Dalam rangka memperingati datangnya 1 Suro 1949 Saka Jawa, Majelis
Luhur Kepercayaan Indonesia [MLKI] Jawa Timur bersama dengan MLKI
Kabupaten Tulungagung menggelar acara Sarasehan dan Pagelaran wayang
kulit. Perhelatan ini digelar pada Sabtu, 7 November 2015, di halaman
kampus Institut Agama Islam Negeri [IAIN] Tulungagung.
Sekali lagi, MLKI Jawa Timur bekerja sama dengan Pusat Pendidikan Hak
Asasi Manusia dan Islam [PusdikHAMI] IAIN Tulungagung untuk
menyukseskan acara tersebut. Acara yang dipersiapkan dengan matang itu
menyedot perhatian tidak kurang dari 1000 kadhang-kadhang Penghayat
Kepercayaan se-Jawa Timur. Acara juga dihadiri oleh delegasi lintas
agama/keyakinan se-Kabupaten Tulungagung, Muspida, Ketua Dewan
Perwakilan Rakyat Daerah [DPRD] Tulungagung, Suprion, SE., M.Si., dan
Rektor IAIN Tulungagung, Dr. Maftukhin.
Sarasehan budaya disampaikan oleh Rektor IAIN Tulungagung, dengan
membawakan tema “Dari Tulungagung Untuk Nusantara”. Tidak banyak yang
memahami bahwa gagasan kebhinnekaan Indonesia sesungguhnya datang dari
kota pinggiran yang tidak banyak dikenal ini. Tulungagung, menurut
Rektor IAIN, pada masa lampau merupakan wilayah suci yang sangat
dihormati. Ini dibuktikan oleh banyaknya situs peribadatan, dan situs
pendidikan baik pada masa Erlangga hingga masa Majapahit.
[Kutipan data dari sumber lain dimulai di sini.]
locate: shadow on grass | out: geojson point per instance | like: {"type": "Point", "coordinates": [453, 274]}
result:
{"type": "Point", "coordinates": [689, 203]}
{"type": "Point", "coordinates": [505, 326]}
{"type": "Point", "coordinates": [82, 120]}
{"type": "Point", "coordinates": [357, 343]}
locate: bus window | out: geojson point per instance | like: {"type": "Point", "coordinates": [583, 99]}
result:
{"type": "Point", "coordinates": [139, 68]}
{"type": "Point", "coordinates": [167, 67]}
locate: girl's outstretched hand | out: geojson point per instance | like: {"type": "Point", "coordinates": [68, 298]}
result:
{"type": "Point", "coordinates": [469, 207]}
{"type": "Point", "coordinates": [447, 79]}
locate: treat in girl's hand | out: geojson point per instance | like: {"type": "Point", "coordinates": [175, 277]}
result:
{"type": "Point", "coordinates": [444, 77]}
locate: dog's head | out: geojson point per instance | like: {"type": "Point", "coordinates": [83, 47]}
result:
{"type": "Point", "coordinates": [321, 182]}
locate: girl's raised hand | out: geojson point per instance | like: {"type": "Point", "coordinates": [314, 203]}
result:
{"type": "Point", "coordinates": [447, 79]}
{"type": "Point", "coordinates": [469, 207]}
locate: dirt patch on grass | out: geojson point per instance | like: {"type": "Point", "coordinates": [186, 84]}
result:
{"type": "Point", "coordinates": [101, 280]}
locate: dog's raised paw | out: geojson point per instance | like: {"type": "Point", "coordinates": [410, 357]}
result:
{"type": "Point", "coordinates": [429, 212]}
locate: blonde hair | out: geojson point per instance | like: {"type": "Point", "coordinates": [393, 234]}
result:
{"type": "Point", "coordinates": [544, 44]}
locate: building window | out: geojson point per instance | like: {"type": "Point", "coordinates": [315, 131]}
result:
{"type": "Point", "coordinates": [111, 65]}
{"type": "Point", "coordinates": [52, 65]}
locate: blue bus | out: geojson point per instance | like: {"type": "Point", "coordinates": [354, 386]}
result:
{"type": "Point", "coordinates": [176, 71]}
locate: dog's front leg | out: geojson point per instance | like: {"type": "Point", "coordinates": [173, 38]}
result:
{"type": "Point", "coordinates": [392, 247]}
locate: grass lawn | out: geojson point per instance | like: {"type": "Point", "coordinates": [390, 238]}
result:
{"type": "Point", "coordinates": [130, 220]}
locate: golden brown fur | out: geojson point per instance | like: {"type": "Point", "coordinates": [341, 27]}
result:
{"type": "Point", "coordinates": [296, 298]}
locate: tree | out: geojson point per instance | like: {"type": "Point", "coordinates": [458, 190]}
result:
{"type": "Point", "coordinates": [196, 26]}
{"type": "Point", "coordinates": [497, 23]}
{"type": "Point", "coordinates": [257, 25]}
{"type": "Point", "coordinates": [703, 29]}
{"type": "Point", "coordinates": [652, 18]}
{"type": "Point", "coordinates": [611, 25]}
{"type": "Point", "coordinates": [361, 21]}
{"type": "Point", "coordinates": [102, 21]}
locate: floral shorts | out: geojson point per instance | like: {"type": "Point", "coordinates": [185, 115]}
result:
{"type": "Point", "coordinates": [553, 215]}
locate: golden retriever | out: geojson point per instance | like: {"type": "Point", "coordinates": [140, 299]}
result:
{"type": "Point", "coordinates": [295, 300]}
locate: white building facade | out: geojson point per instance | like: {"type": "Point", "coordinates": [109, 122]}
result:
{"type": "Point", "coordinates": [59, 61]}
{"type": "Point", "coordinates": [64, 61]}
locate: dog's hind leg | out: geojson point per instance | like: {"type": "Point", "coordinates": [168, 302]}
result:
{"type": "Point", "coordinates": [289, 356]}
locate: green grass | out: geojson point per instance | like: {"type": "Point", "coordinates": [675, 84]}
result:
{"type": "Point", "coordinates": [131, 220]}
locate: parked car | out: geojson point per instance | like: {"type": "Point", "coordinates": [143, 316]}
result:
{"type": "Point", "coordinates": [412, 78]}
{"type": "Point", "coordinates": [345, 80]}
Gagasan kebhinnekaan sendiri sumbernya adalah Ratu Majapahit yang
pendharmaannya ada di Tulungagung. Ia adalah Ratu yang sangat terkenal
dan menjadi arsitek bagi gagasan penyatuan Nusantara dan ide
kebhinnekaan. Gayatri Raja Patni putri Kertanagara. Dalam kesempatan ini
juga, Dr. Maftukhin menegaskan bahwa sudah seharusnya Tulungagung
merawat warisan tersebut, dengan menggali dan memperkaya bukti sejarah
terkait dengan hal tersebut.
Salah satu hal menarik dari Sarasehan dan Peringat 1 Suro ini adalah
pagelaran wayang kulit yang tidak lumrah. Atas masukan pelbagai pihak,
wayang kulit digelar dengan melibatkan lima dalang sekaligus. Hebatnya,
ada satu dalang perempuan. Semua dalang berasal dari kota tersebut.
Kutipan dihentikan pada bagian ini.